I’m very grateful to my schooling for putting Matthew Arnold on the curriculum – this subversive little passage seems designed to undermine the office and factory culture which has flourished since his time, to undermine even the student writing endless essays. Arnold was an inspector of schools as well as a poet and social critic, so we can assume he knew what he was doing. But isn’t it suggesting that a dissatisfied person should just drop out? More on that in the next fragment.

The other thing I like about the piece is its easy, flowing style. Every line rhymes, but without pattern. The lines are iambic, mostly pentameter, but a scattering of them are shorter. It feels very conversational, and it is certainly very easy to learn by heart (which is one of the reasons that poetry evolved in the first place). The only hiccup to natural speech are the displacement of ‘live’ and ‘give’ to the ends of their lines for the sake of the rhyme and even that, though artificial, is done conventionally enough to read smoothly. The rest of it is in normal speech. When T.S. Eliot came out with ‘Prufrock’ some decades later, though it had a different, Imagist sensibility, the only real difference in style was in dropping the thou’s and thee’s that Arnold still clung to.

Photo: “Office workers in Executive Building Room No. 123 prior to alterations, Brisbane” by Queensland State Archives is marked with CC PDM 1.0

Short poem: ‘Golden Childhood’

Golden girl on a sunset beach
With a dog and a horse,
Golden boy spears a silver shark
Under the sea;

Is such a dream forever in reach
Or forever false?
We stumble, emotional, through the warm dark
Back to the sea.

I wrote this in my 20s when I was saying goodbye to the Bahamas – my father had died, my mother had sold the house and moved back to Europe.
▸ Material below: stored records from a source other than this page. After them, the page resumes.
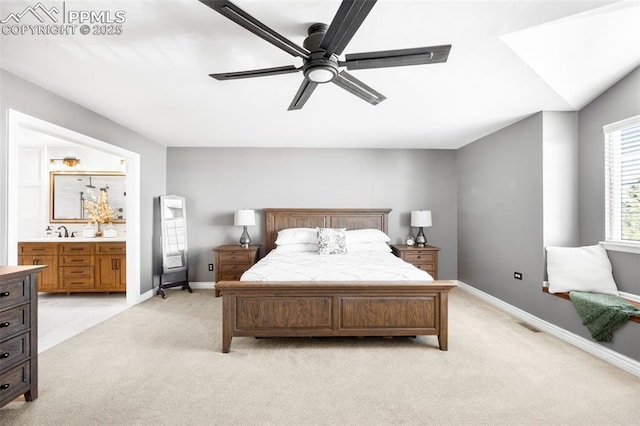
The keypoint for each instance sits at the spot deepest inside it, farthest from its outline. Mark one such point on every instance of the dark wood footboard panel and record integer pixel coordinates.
(289, 309)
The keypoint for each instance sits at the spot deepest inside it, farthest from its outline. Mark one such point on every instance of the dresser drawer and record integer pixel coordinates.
(14, 350)
(14, 291)
(14, 382)
(77, 283)
(77, 248)
(37, 248)
(77, 271)
(419, 256)
(111, 248)
(76, 260)
(14, 320)
(244, 257)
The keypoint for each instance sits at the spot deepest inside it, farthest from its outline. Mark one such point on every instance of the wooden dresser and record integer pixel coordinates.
(231, 261)
(425, 258)
(81, 266)
(19, 332)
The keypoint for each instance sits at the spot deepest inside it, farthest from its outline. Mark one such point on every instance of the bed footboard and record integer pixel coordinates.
(290, 309)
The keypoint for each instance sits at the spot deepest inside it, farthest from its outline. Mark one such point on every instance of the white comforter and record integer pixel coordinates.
(310, 266)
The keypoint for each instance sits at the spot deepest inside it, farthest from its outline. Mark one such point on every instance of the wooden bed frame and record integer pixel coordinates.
(290, 309)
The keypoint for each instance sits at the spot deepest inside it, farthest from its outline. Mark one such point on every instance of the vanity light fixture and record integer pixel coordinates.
(420, 219)
(67, 161)
(244, 218)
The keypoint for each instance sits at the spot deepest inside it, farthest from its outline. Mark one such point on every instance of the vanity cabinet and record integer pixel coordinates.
(111, 266)
(36, 254)
(77, 266)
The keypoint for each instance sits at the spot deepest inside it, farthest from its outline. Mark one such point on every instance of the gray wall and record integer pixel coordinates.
(25, 97)
(500, 217)
(619, 102)
(502, 208)
(218, 181)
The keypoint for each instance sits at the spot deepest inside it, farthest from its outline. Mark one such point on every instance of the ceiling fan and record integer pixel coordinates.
(321, 49)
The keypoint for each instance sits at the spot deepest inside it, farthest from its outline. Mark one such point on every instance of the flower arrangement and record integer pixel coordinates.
(98, 207)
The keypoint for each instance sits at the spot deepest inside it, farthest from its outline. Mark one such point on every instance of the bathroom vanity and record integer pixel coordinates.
(77, 264)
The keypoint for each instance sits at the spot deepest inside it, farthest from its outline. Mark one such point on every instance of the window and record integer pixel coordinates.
(622, 184)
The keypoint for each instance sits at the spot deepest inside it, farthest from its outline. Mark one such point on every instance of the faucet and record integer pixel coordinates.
(66, 233)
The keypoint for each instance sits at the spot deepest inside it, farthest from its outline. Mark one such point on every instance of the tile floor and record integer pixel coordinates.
(61, 316)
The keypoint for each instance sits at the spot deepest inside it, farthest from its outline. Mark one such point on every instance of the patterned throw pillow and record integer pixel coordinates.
(332, 241)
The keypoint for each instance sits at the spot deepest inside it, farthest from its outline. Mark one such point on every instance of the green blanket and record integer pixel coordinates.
(602, 313)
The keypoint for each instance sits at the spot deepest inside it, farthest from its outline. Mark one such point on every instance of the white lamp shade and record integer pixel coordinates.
(244, 218)
(420, 218)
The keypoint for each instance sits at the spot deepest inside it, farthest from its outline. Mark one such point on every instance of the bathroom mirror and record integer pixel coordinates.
(69, 190)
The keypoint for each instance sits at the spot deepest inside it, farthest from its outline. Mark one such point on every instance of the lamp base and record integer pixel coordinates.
(421, 240)
(245, 239)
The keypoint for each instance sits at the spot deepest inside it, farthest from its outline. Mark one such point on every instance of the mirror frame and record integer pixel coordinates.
(52, 193)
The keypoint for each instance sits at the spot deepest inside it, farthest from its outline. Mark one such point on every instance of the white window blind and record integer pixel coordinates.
(622, 184)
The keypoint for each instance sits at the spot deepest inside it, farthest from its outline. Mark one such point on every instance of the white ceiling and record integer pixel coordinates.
(509, 59)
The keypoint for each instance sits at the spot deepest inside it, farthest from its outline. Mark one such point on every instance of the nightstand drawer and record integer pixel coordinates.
(233, 269)
(419, 256)
(427, 267)
(231, 276)
(14, 320)
(14, 350)
(243, 257)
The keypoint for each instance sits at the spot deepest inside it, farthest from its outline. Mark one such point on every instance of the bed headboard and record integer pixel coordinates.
(277, 219)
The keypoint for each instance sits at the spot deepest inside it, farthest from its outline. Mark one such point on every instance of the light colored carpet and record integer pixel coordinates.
(160, 363)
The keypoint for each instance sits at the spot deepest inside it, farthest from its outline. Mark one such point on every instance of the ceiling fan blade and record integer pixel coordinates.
(348, 19)
(242, 18)
(306, 89)
(264, 72)
(397, 58)
(358, 88)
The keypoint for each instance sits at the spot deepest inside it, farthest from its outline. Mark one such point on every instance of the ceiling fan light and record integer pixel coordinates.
(321, 74)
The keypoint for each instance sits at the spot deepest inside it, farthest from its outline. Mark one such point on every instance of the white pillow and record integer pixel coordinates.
(297, 236)
(366, 236)
(331, 241)
(580, 269)
(297, 248)
(368, 247)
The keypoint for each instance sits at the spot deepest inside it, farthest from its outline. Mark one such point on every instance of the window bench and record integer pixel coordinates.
(545, 289)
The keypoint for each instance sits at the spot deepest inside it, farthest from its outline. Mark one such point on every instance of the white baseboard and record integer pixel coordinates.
(206, 285)
(612, 357)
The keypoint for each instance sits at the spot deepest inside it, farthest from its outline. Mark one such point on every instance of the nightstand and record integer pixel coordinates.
(231, 261)
(425, 258)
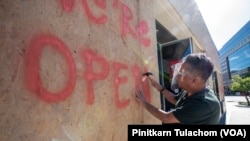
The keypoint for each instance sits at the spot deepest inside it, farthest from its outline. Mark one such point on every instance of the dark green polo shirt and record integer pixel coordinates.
(200, 108)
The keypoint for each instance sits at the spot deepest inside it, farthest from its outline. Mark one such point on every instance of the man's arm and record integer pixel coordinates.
(165, 117)
(168, 95)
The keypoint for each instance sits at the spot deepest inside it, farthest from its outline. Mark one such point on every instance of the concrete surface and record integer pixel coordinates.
(235, 112)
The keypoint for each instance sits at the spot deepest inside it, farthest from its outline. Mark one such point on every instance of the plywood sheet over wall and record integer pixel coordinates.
(69, 68)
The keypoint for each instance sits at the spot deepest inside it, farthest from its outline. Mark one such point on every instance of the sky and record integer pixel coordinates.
(224, 18)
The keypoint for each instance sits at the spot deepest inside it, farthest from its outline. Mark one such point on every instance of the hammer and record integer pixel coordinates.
(147, 74)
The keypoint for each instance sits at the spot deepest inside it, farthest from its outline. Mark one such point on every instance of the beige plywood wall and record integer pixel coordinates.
(68, 68)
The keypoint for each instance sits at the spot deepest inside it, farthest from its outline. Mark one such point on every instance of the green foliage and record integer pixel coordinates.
(240, 85)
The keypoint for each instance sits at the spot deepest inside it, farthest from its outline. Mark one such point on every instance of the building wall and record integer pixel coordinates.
(69, 68)
(234, 55)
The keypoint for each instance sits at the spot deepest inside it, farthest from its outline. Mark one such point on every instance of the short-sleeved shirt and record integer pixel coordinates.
(200, 108)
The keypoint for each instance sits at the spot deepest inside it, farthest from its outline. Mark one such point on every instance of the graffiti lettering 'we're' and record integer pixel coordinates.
(137, 31)
(35, 85)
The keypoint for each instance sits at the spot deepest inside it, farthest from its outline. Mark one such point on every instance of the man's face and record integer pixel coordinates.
(184, 77)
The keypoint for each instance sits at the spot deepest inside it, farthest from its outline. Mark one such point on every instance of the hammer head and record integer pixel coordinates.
(147, 73)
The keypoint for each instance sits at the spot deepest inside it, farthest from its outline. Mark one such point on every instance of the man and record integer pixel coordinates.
(196, 104)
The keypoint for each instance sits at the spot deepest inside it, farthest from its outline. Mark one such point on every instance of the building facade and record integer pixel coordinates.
(235, 57)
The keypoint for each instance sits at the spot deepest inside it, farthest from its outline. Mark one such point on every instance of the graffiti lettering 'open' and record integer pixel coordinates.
(35, 85)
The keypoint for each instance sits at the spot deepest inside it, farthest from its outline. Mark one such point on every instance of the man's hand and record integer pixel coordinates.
(139, 96)
(156, 84)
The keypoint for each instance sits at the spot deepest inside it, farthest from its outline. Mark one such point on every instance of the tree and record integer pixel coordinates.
(241, 85)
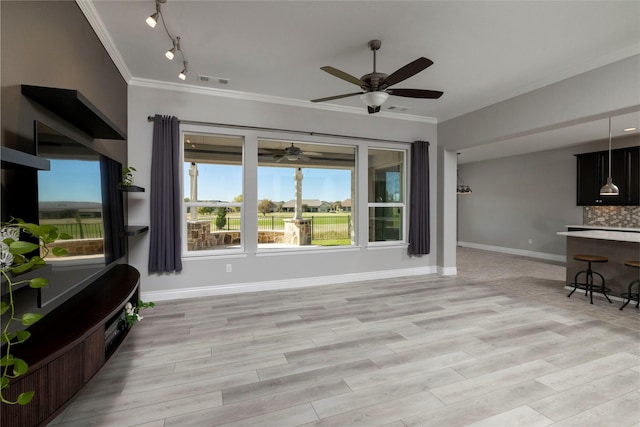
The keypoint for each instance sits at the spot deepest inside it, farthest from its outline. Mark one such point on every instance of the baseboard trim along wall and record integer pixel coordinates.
(512, 251)
(236, 288)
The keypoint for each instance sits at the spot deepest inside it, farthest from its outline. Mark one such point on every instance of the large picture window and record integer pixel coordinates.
(386, 188)
(305, 193)
(213, 177)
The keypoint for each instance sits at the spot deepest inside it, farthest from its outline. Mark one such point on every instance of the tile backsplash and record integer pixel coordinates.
(612, 216)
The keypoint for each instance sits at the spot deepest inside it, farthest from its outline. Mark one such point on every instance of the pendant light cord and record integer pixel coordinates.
(609, 146)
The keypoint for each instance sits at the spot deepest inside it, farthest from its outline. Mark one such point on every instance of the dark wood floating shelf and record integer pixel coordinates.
(134, 230)
(72, 106)
(131, 189)
(14, 159)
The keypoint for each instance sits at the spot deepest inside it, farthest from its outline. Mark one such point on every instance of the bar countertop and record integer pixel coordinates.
(620, 236)
(603, 227)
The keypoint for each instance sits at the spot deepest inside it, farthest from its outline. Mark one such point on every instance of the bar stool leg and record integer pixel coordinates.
(630, 295)
(604, 288)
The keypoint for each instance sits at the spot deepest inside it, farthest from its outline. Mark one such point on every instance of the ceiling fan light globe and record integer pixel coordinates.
(374, 99)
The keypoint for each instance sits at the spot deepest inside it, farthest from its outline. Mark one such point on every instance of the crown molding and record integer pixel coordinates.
(89, 11)
(246, 96)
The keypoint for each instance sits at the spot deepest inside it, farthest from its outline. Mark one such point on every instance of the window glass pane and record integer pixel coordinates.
(304, 194)
(213, 191)
(386, 195)
(386, 170)
(385, 223)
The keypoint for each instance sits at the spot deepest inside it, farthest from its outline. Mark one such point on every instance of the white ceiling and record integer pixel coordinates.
(483, 52)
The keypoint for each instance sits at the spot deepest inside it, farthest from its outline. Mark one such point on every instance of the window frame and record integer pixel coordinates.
(404, 183)
(186, 253)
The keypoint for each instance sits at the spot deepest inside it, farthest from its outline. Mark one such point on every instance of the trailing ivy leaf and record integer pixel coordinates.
(22, 247)
(6, 360)
(20, 367)
(4, 307)
(22, 336)
(30, 318)
(33, 229)
(6, 337)
(38, 282)
(57, 251)
(25, 397)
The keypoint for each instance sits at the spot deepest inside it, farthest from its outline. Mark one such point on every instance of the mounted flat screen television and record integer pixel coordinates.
(79, 195)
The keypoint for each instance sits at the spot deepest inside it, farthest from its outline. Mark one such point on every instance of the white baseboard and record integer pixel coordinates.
(448, 271)
(204, 291)
(512, 251)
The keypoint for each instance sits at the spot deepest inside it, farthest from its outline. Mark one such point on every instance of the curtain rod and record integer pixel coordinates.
(298, 132)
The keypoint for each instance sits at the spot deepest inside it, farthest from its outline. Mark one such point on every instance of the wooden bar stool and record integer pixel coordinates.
(588, 284)
(630, 295)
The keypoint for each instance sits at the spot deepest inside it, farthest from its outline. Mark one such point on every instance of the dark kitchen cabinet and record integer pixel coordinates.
(592, 173)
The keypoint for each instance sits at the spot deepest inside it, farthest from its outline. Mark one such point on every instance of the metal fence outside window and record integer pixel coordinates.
(326, 227)
(81, 231)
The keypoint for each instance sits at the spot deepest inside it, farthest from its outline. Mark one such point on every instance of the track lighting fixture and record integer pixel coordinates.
(175, 41)
(170, 54)
(183, 73)
(152, 20)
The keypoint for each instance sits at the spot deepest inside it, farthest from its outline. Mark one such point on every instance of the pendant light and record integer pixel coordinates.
(609, 189)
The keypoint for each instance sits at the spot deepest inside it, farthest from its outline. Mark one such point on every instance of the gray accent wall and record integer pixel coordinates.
(525, 197)
(255, 269)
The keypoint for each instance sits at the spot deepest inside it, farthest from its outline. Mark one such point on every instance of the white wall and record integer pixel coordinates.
(256, 270)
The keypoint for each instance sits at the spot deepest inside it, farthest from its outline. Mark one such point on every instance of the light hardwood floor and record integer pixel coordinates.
(498, 345)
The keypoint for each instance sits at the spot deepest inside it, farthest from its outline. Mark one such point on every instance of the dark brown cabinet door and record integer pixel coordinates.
(632, 163)
(590, 172)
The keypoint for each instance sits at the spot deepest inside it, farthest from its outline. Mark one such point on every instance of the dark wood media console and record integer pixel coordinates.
(67, 347)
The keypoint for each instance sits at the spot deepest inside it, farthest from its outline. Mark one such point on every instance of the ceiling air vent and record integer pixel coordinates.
(218, 80)
(397, 107)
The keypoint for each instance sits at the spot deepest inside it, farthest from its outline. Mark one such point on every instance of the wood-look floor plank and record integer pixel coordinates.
(500, 344)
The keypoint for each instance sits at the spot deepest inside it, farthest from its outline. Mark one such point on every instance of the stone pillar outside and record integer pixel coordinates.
(297, 232)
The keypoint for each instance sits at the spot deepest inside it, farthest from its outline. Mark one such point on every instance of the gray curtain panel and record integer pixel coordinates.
(112, 209)
(419, 234)
(164, 225)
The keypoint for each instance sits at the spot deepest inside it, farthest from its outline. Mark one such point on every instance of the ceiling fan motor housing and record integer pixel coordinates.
(373, 81)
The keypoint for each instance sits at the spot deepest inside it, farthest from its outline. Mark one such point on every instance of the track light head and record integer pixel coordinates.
(183, 73)
(152, 20)
(171, 52)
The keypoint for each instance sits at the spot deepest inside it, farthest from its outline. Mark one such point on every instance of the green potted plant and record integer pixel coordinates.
(128, 176)
(14, 261)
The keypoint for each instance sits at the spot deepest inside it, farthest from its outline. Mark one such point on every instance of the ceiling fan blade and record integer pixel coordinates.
(407, 71)
(329, 98)
(416, 93)
(342, 75)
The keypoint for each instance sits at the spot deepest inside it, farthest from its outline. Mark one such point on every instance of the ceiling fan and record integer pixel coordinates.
(375, 86)
(291, 153)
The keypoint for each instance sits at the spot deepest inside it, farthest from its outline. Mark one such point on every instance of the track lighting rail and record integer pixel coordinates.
(152, 21)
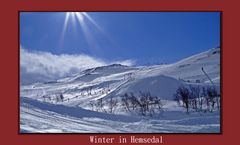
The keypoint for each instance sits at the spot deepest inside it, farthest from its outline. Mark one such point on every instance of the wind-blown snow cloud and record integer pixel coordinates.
(36, 66)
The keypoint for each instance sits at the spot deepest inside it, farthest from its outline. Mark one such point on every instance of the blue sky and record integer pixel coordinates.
(145, 37)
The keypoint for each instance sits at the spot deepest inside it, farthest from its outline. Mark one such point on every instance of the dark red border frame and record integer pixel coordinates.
(9, 61)
(221, 115)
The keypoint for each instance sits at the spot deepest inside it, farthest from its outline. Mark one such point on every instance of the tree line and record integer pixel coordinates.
(196, 98)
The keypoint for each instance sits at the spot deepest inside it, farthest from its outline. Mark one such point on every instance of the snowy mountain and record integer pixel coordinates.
(64, 105)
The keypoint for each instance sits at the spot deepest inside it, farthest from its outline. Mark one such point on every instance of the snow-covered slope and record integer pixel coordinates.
(114, 81)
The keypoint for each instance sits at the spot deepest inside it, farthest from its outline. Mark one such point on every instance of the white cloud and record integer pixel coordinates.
(36, 66)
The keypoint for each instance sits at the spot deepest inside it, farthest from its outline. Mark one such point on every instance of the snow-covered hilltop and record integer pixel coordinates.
(78, 103)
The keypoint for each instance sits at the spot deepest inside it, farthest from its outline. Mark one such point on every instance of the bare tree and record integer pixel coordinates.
(112, 103)
(183, 95)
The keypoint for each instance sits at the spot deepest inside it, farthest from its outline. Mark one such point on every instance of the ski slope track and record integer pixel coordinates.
(42, 112)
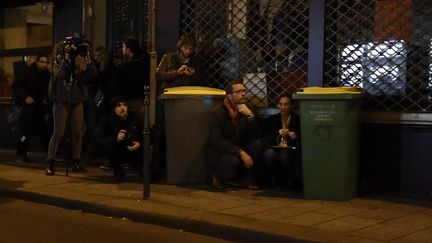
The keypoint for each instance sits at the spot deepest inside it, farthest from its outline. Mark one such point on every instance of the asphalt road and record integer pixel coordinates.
(22, 221)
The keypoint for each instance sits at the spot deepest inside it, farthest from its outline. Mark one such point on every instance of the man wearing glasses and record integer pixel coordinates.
(233, 145)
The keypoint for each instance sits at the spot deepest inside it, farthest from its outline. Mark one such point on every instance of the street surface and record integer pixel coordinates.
(22, 221)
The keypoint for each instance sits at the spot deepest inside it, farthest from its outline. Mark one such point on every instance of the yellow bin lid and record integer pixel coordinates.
(332, 90)
(193, 90)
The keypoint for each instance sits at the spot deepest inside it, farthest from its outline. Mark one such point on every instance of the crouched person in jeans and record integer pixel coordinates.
(119, 136)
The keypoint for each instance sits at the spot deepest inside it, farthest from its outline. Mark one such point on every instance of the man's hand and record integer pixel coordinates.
(182, 69)
(242, 108)
(29, 100)
(135, 146)
(247, 160)
(81, 63)
(121, 135)
(292, 135)
(189, 71)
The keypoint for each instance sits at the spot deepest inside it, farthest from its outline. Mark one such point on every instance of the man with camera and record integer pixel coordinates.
(72, 70)
(118, 136)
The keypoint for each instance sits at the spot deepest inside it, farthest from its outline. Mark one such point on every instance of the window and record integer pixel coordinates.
(378, 68)
(24, 32)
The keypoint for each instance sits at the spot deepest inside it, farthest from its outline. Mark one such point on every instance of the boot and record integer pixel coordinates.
(77, 167)
(50, 167)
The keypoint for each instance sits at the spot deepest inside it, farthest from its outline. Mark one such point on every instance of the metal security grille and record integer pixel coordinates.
(385, 48)
(261, 42)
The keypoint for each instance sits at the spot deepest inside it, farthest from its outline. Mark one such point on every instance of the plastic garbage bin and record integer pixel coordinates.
(329, 128)
(186, 131)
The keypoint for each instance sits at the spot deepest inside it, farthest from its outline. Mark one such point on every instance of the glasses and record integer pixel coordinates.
(240, 91)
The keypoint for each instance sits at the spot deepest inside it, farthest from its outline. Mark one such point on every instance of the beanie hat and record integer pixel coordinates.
(116, 100)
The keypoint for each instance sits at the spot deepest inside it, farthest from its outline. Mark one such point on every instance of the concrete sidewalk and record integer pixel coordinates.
(250, 216)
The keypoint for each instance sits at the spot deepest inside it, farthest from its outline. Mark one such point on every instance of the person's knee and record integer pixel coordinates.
(254, 145)
(270, 157)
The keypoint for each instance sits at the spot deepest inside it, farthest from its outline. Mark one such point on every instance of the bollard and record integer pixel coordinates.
(146, 144)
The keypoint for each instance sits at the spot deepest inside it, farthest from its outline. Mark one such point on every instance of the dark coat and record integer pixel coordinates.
(70, 86)
(225, 137)
(272, 125)
(134, 76)
(167, 71)
(105, 135)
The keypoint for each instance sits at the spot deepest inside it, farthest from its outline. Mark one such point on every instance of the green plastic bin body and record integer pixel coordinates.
(329, 130)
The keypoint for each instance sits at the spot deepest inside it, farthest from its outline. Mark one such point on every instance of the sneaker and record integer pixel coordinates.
(77, 167)
(216, 183)
(23, 158)
(249, 184)
(118, 178)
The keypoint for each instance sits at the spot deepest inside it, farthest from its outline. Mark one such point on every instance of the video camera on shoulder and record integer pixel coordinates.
(75, 45)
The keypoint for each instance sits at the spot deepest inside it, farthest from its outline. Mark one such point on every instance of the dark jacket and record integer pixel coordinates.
(272, 125)
(105, 135)
(134, 76)
(227, 138)
(71, 87)
(167, 72)
(32, 82)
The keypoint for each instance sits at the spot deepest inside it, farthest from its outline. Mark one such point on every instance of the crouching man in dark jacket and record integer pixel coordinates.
(233, 146)
(119, 136)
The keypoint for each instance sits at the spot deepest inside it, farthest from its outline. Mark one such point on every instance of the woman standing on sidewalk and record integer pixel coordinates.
(71, 71)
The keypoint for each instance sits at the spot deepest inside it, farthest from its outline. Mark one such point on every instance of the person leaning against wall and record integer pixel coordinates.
(282, 156)
(71, 70)
(179, 68)
(234, 148)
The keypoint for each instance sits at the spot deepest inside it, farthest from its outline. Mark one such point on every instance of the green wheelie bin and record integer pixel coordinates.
(329, 139)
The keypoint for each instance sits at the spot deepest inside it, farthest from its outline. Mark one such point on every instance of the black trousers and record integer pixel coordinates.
(228, 166)
(118, 155)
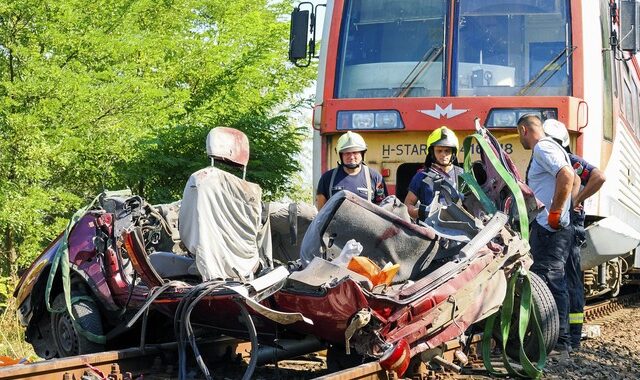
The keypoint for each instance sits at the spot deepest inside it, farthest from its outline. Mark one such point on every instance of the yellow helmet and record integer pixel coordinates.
(443, 136)
(351, 142)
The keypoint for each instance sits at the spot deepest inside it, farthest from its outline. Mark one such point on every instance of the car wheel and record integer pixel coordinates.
(549, 321)
(68, 340)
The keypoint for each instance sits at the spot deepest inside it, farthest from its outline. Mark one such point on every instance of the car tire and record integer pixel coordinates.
(549, 321)
(68, 340)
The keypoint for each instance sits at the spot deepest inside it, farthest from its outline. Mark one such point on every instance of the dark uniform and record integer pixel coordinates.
(573, 272)
(371, 187)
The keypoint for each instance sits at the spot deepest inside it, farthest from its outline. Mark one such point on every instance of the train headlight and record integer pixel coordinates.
(508, 117)
(363, 120)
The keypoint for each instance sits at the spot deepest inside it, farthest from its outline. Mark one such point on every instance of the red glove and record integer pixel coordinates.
(554, 219)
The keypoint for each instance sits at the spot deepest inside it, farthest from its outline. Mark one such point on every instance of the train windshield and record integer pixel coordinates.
(392, 48)
(397, 48)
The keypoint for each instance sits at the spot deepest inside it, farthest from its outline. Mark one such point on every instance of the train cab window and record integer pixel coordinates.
(512, 48)
(403, 178)
(391, 48)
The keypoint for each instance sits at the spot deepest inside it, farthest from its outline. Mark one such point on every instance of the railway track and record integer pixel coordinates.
(153, 361)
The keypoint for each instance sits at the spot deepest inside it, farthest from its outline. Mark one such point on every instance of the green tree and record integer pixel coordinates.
(108, 94)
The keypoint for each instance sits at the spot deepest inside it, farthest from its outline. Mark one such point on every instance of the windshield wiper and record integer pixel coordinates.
(418, 70)
(547, 69)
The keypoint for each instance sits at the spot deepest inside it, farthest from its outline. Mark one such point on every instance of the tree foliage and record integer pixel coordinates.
(115, 93)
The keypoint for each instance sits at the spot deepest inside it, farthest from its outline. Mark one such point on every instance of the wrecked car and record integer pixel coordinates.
(210, 261)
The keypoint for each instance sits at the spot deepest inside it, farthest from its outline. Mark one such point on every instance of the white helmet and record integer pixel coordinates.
(556, 130)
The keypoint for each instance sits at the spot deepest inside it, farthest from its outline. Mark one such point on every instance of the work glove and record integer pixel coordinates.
(554, 219)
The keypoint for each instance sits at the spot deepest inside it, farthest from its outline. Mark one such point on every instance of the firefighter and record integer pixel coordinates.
(551, 178)
(352, 173)
(440, 164)
(591, 180)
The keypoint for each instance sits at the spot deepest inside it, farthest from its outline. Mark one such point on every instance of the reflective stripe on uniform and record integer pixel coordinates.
(576, 318)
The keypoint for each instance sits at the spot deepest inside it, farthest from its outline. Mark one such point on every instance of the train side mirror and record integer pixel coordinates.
(298, 35)
(629, 26)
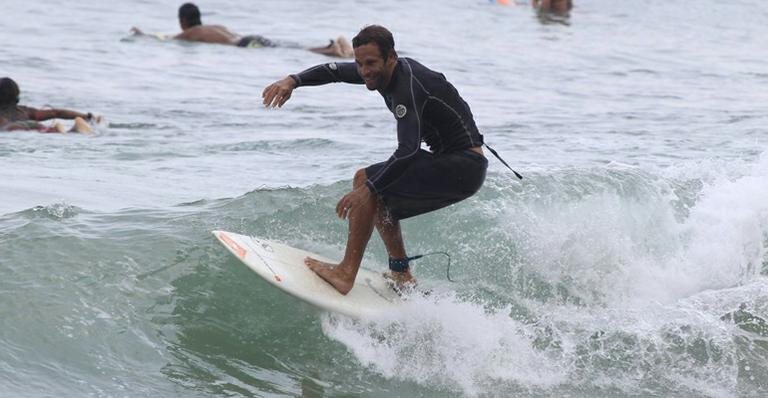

For the next few decades I lived in Denmark, Canada, the US… but eventually came back to the sea.

The poem was originally published in Candelabrum. I always had difficulty with that seventh line. Originally it had “emotionally”, and I sort of justified it with the line itself being a stumble… but it’s a bad line, too many syllables, too many consonants. Sometimes when I submit a poem to a magazine, the editor points out a flaw, and more rarely, offers a useful alternative. Poems can always be tinkered with.

Photo cropped from “Girl riding a horse at sunset on Bali” by Jimmy McIntyre – Editor HDR One Magazine is licensed under CC BY-SA 2.0

Poem: ‘Here Come the Old Gods’

Here come the old gods,
laughing in their sleeves
At all the foolishness
humankind believes.
Vishnu and Odin say
Prayers are in vain.
Loki and Shiva say
All goes down the drain.
Jesus and Buddha say
All will rise again.
Dig into the molecule,
the atom you disclose–
Search into the atom and
its particles expose–
Then to string and quantum,
to things that no one knows,
But downward still and downward
the endless staircase goes.
What yet smaller pieces
make up the smallest part?
What is outside everything?
What’s before the start?
The answer’s in the searching
through human gods and sin,
The answer’s in the clicking
of the wheel’s endless spin,
The answer’s in the angels
dancing on a pin,
The answer is the journey
you begin, begin, begin.

This poem was published this month in Snakeskin. It is rhythmic without being precise in its metre: this, together with the rhymes, means it is easy to chant (if you like chanting poetry). Philosophically it is a good expression of my personal beliefs (or lack thereof). I’m a Militant Agnostic: “I don’t know, and neither do you.” Which creates a lot of space for us all to enjoy life.